O caminhão que teve o rodado desprendido não permaneceu no local do acidente. Um motorista suspeito de dirigir o veículo foi preso em flagrante na BR-386, em Tio Hugo, cerca de três horas após o ocorrido. Ele disse não ter percebido que o rodado havia se soltado do veículo.
Confira a nota divulgada pela prefeitura de Estrela sobre o transporte escolar:
"O governo de Estrela consterna-se com o trágico acidente ocorrido na BR-386 e se solidariza com as famílias das vítimas.
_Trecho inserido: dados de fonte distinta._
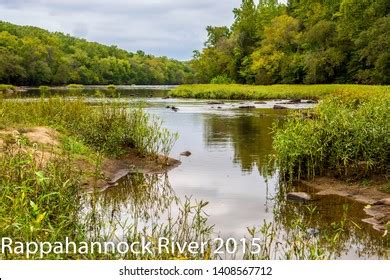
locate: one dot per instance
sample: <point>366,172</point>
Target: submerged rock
<point>299,196</point>
<point>215,103</point>
<point>385,201</point>
<point>279,107</point>
<point>186,153</point>
<point>247,107</point>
Em relação ao transporte das crianças, o mesmo segue o padrão de todo o transporte escolar feito no município, onde o ônibus da Secretaria de Educação obedece um roteiro estabelecido há mais de 10 anos, passando pelas principais vias e recolhendo seus pequenos passageiros nas paradas de ônibus existentes. É responsabilidade dos pais acompanhar e embarcar seus filhos com segurança no transporte, ficando sob a tutela do município do embarque à ida para escola até sua volta e desembarque. Em relação a pedido para que o transporte entrasse na aldeia, não encontram-se nem na Prefeitura de Estrela e nem na 3ª Coordenadoria Regional de Educação (CRE) nada a esse respeito. Mais uma vez, o governo de Estrela ressalta a importância da completa duplicação da BR-386 que tantas pessoas já vitimou".